Accueillir le Christ comme roi de l’univers, c’est nécessairement alors vivre de telle manière que nous manifestions, dès maintenant, par nos actes que le Christ nous déjà trouvé et sauvé. Le récit du jugement dernier que nous avons entendu est intéressant. Il nous montre le Christ revenant dans sa gloire et séparant les hommes, les uns des autres. Deux groupes distincts, mais à qui sont faites les mêmes réflexions : J’avais faim, j’avais soif, j’étais un étranger, j’étais nu, j’étais malade, j’étais en prison. En un mot, les grands besoins fondamentaux de tout humain : nourriture, boisson, accueil (logement), vêtement, compassion et miséricorde. Et un constat : tu l’as fait pour moi ou tu ne l’as pas fait pour moi.

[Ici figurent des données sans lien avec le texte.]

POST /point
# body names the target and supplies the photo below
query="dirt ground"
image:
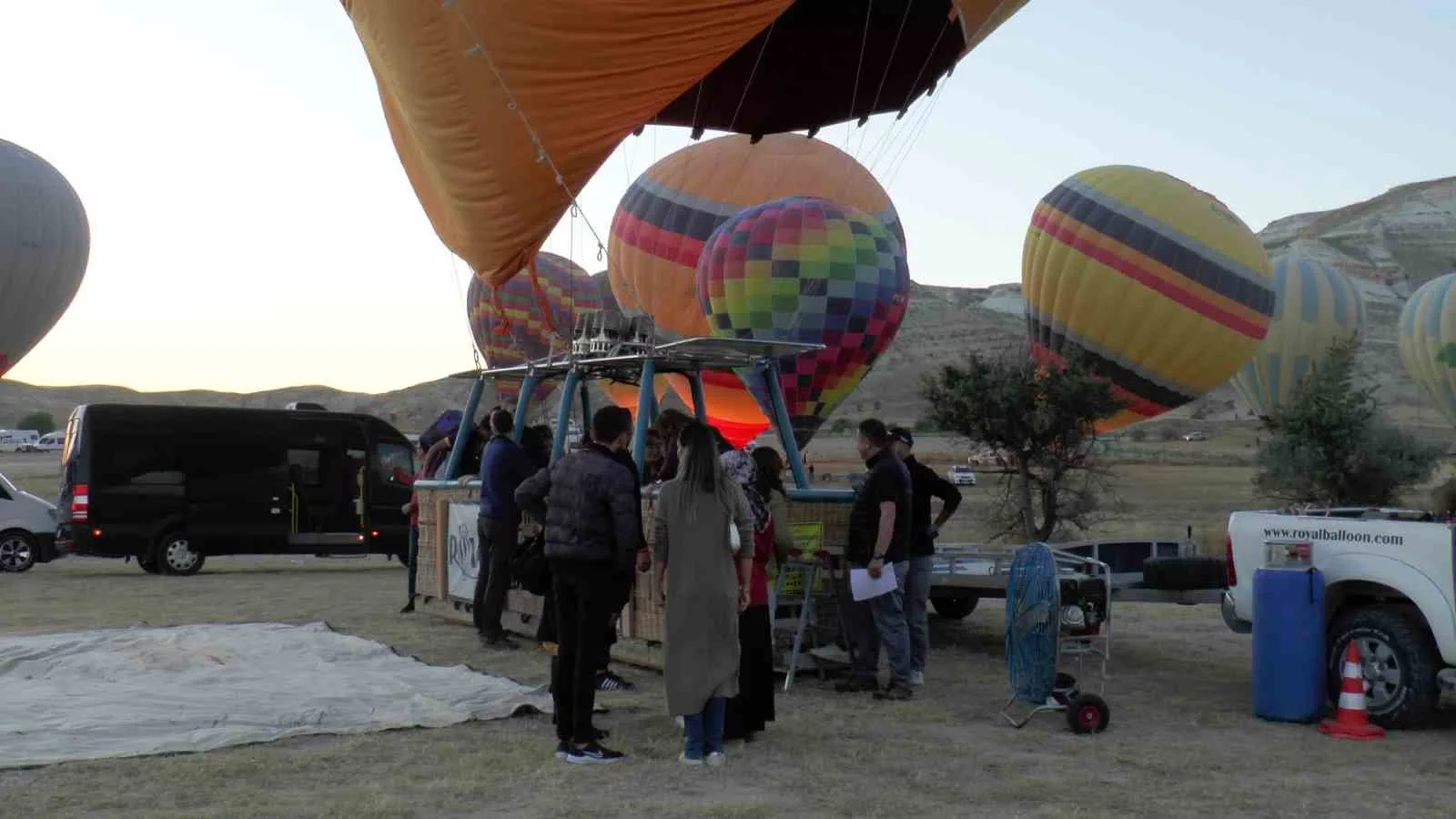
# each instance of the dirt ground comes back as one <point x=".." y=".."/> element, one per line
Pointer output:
<point x="1181" y="742"/>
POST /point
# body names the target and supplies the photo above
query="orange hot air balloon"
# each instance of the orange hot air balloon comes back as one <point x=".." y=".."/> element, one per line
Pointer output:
<point x="672" y="208"/>
<point x="502" y="109"/>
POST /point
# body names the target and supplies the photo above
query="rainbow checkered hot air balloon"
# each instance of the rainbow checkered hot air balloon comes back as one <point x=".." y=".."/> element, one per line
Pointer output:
<point x="526" y="319"/>
<point x="814" y="271"/>
<point x="1154" y="283"/>
<point x="1315" y="307"/>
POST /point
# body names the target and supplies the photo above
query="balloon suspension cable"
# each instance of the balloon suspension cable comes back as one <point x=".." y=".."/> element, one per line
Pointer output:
<point x="542" y="155"/>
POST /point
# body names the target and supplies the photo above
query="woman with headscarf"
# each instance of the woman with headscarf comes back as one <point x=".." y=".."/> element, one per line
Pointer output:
<point x="761" y="477"/>
<point x="706" y="584"/>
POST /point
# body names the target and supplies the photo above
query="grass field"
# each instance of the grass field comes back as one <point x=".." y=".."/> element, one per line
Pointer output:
<point x="1183" y="739"/>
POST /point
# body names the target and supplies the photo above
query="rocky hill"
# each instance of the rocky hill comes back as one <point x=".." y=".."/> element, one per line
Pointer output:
<point x="1390" y="245"/>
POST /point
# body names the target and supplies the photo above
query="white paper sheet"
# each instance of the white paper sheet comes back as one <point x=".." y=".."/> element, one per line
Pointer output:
<point x="863" y="586"/>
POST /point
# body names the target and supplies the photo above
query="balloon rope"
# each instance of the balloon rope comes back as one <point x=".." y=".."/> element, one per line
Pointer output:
<point x="542" y="155"/>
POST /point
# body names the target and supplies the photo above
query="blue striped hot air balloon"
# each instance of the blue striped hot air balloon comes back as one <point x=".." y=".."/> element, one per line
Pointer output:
<point x="1315" y="307"/>
<point x="1429" y="341"/>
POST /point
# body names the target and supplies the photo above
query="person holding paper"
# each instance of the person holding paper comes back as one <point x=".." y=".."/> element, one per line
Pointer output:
<point x="878" y="545"/>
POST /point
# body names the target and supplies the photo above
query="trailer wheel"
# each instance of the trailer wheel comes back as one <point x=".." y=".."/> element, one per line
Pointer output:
<point x="1088" y="714"/>
<point x="1398" y="662"/>
<point x="954" y="608"/>
<point x="1186" y="573"/>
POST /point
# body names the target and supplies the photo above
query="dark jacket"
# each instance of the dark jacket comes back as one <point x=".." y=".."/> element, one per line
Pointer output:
<point x="593" y="511"/>
<point x="504" y="465"/>
<point x="887" y="480"/>
<point x="925" y="484"/>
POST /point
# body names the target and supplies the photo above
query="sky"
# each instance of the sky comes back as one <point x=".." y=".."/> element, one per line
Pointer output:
<point x="252" y="227"/>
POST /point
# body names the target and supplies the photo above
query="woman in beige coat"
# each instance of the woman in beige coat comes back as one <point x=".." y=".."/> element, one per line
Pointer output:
<point x="706" y="584"/>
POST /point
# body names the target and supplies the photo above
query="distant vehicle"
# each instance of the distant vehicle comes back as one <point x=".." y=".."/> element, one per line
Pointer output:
<point x="961" y="475"/>
<point x="26" y="528"/>
<point x="171" y="486"/>
<point x="19" y="440"/>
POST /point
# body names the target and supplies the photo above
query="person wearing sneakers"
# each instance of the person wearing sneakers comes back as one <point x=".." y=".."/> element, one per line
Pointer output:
<point x="925" y="484"/>
<point x="593" y="533"/>
<point x="878" y="541"/>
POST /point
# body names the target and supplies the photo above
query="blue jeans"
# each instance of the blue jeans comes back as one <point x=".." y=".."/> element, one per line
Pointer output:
<point x="881" y="622"/>
<point x="917" y="602"/>
<point x="705" y="731"/>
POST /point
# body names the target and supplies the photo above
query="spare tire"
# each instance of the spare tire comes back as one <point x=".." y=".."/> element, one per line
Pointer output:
<point x="1186" y="573"/>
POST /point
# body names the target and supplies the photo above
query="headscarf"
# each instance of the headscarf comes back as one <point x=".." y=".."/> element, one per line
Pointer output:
<point x="740" y="467"/>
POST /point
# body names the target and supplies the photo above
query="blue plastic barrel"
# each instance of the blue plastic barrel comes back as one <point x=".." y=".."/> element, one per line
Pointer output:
<point x="1289" y="644"/>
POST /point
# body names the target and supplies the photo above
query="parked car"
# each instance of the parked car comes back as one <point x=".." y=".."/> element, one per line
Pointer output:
<point x="171" y="486"/>
<point x="26" y="528"/>
<point x="961" y="475"/>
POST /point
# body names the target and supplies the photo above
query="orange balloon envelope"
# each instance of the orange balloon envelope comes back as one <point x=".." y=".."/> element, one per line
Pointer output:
<point x="673" y="207"/>
<point x="501" y="109"/>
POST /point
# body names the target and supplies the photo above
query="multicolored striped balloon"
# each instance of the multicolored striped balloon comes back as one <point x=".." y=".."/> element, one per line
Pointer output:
<point x="526" y="319"/>
<point x="1149" y="280"/>
<point x="673" y="207"/>
<point x="1427" y="341"/>
<point x="1315" y="307"/>
<point x="814" y="271"/>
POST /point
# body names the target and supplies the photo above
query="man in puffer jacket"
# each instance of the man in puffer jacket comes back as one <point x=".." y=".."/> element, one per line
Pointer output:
<point x="592" y="540"/>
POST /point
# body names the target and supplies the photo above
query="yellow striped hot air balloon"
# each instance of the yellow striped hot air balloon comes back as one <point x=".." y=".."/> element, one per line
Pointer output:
<point x="1315" y="307"/>
<point x="1429" y="341"/>
<point x="1149" y="280"/>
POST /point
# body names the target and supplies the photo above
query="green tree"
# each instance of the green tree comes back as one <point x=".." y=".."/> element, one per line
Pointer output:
<point x="1040" y="421"/>
<point x="40" y="421"/>
<point x="1330" y="443"/>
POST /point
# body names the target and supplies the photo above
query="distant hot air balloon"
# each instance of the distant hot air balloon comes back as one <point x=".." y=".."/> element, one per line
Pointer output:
<point x="1315" y="307"/>
<point x="666" y="216"/>
<point x="1152" y="281"/>
<point x="535" y="317"/>
<point x="44" y="247"/>
<point x="1429" y="341"/>
<point x="501" y="111"/>
<point x="813" y="271"/>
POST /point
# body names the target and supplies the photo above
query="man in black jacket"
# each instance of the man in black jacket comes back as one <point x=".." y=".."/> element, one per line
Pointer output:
<point x="593" y="533"/>
<point x="925" y="484"/>
<point x="880" y="541"/>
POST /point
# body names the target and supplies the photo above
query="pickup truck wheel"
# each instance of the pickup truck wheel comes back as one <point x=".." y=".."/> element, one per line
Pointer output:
<point x="1186" y="573"/>
<point x="954" y="608"/>
<point x="175" y="554"/>
<point x="1398" y="659"/>
<point x="16" y="551"/>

La même surprise, des deux côtés : quand t’avons-nous vu, Seigneur ? Quand avons-nous fait (ou pas fait) cela pour toi ? Et la même réponse : chaque fois que vous l’avez fait (ou pas fait) à l’un de ces petits qui sont mes frères, c’est à moi que vous l’avez fait (ou pas). Ceux qui auront choisi et accueilli le Christ comme leur roi, en toute chose, durant leur vie, seront accueillis par lui pour avoir vécu selon son unique commandement : Aime Dieu et tes frères. Nous reconnaissons le Christ comme notre roi lorsque, comme lui, nous servons nos frères. Si nous ne le faisons pas pour eux, faisons-le au moins parce qu’à travers eux, nous rencontrons le Christ et nous nous laissons rencontrer par lui. Le visage du Christ est imprimé en chacun de nous depuis que Dieu s’est fait homme, depuis qu’il s’est irrémédiablement lié à nous.

Sachant que nous sommes tous le pauvre de quelqu’un et le riche d’un autre, nous avons tous à servir et à nous laisser servir pour construire ce monde, ce règne de justice, d’amour et de paix. Ainsi nous correspondrons toujours mieux à ce que Dieu a voulu faire de nous lorsque, au commencement, il nous a créés dans son amour. Et nous entendrons notre roi nous dire, à son retour : Venez, les bénis de mon Père, et recevez en héritage le Royaume préparé pour vous depuis la création du monde. Quel beau retour à la maison que ce jour-là ! Amen.